On the budding greens of campus again, soaking in the temperate sun and indulging in memories of the great book sales they used to have here. Over hill and dale I would fly, returning to my car with muscle-bending quantities of books. In some cases whole sets of encyclopedias! And at a price close to free.
The scent of vacationese lingers here, the languid motions of bodies not yet in school but preparing. Oh how holy those old abultions seemed, the gathering of groceries into one’s first “home”, that tiny dorm-room. The all-important furnishings… Oh how it felt like one long summer camp, even in winter, when I’d head to the gymnasium and do my imitation of a gym rat, playing basketball with that fabulous 20-year old body I used to have.
Ach, but isn’t autumn always a time rife with retrospection, fueled by the narcotic of looking back? And yet now I watch the ducks swim against the current at Mirror lake, the waters where in cold November Buckeye fans will take a midnight dip!
The most freeing notion in recent days was reading Caryl’s advice about how we should let go of the sins of the past and not focus on them. It’s familiar, even trite, but so true. Too often I try to motivate myself by looking back on past sins, but wouldn’t it be better to motivate oneself by looking to the present, to the gift of Christ, and our union with Him? Or if we must look at our past shouldn’t we look at our Baptism, our latest sacrament of Penance? The attitude must be gratitude, and Fr. Terry pointed that out on Sunday, how if we grumble about going to Mass or volunteering we know we need a “course correction” and a spirit of thankfulness.
Sitting high off the hog, up on the 11th floor estuary in Thompson, a flood plain of knowledge. The day is cool and breezy with intermittent sun, a day as autumnal (in a late Septemberish way) in every way but visually, where the trees still carry their green camo. I think I’ll miss this weekly trip to the library, this “other world” so near and far from work. If last week was overkillian on beer this week underkillian. The daily ration of sun has been ratcheted down.
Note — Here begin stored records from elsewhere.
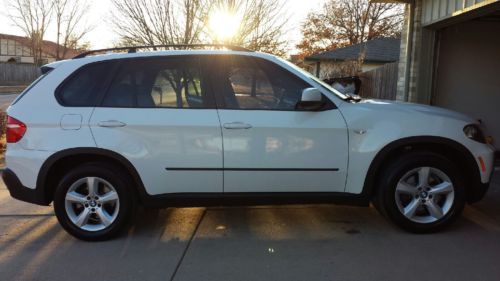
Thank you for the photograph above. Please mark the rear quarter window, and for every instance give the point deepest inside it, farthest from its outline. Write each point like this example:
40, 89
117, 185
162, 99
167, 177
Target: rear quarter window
83, 88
From a minimum of 2 hours a night (6-8) to the new normal of 20 minutes (6-6:20).
Both Betty Duffy and Heather King emphasize that their journals are not their blogs, and that there is much shaping and editing that goes on. It's suggested they are more mean-spirited in their journals, more frustration. Heather said recently she is not a fan of stream-of-conscious renderings outside the journal. I wonder what makes it okay for a journal but not for a blog? Is it the negative influence we may have on others? Is it for privacy? Is it that it would undermine their real or potential writing careers? Is it some combination of the above?
Blogs are often a half-way house between serious writing and a journal. They house the momentary thought fragments of the author. A distinguishing characteristic, for me, is the personal nature of blogs, the way they can read like the personal letters of a public figure.